Man Guilty Of Forgery Related To Inheritance From Mother’s Estate

Trial Related To Fraud Held At Bristol Crown Court


A Gloucestershire man has been found guilty of fraud after forging signatures of his mother and brother in order to prevent the latter from getting his share of an inheritance when their parents passed away.

Bristol Crown Court heard that Peter Howes, 53, had faked the signatures in order to wind up trust funds, while he also cashed in life insurances without telling his brother who lived in Singapore and siphoned off proceeds from the sale of his mother’s home.

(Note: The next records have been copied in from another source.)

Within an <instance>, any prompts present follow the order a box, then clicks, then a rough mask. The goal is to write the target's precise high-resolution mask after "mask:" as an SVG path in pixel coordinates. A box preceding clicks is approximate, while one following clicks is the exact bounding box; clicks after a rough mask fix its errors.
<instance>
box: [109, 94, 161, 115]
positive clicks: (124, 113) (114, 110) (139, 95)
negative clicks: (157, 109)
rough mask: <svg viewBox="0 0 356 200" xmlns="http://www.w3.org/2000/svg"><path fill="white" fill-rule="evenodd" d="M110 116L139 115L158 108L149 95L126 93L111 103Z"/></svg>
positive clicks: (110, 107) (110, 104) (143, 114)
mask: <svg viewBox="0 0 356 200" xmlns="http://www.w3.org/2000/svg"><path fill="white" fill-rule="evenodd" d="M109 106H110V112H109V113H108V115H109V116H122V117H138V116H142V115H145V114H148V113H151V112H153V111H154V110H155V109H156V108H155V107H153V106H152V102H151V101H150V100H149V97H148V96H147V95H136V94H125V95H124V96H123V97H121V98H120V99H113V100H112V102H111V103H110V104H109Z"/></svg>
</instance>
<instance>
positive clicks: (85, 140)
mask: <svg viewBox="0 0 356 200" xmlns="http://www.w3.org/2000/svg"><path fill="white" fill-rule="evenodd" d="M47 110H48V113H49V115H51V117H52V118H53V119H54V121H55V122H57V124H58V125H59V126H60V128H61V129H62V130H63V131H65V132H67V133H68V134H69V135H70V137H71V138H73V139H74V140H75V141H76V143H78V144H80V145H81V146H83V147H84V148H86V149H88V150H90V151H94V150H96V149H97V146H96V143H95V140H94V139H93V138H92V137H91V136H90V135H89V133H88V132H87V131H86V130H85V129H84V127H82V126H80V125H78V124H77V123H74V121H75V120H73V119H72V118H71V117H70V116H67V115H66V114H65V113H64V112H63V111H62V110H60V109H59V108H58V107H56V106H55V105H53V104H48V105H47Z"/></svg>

This was despite the fact that a letter written by their father and sent to both brothers stated that the estate should be divided equally between them.

According to reports, Howe’s actions were only uncovered after the death of their mother and when his brother, Jonathan, checked bank accounts and was discussing his mother’s will with family lawyers in 2011.

Peter Howes’ wife Jane, 51, was acquitted of a single charge of fraud during the trial.

Expert Opinion
A case of this nature reflects just how seriously the courts view cases related to the forgery of documents, as well as how carefully such instances are examined.

"Worryingly, such cases are not uncommon and we have seen scenarios in the past when disputes have emerged between relatives and friends related to claims that documents related to a loved one’s estate have been forged in order to deprive certain parties of the inheritance which is rightfully theirs.

"It is absolutely vital that those with involvement in the administration of trusts or estates always meet their responsibilities, as failure to ensure that the wishes of the deceased are met can have significant consequences.

"We would also urge anyone with concerns that they have been affected by similar issues to always seek advice at the earliest opportunity to see if there may be some form of legal redress in relation to the problem."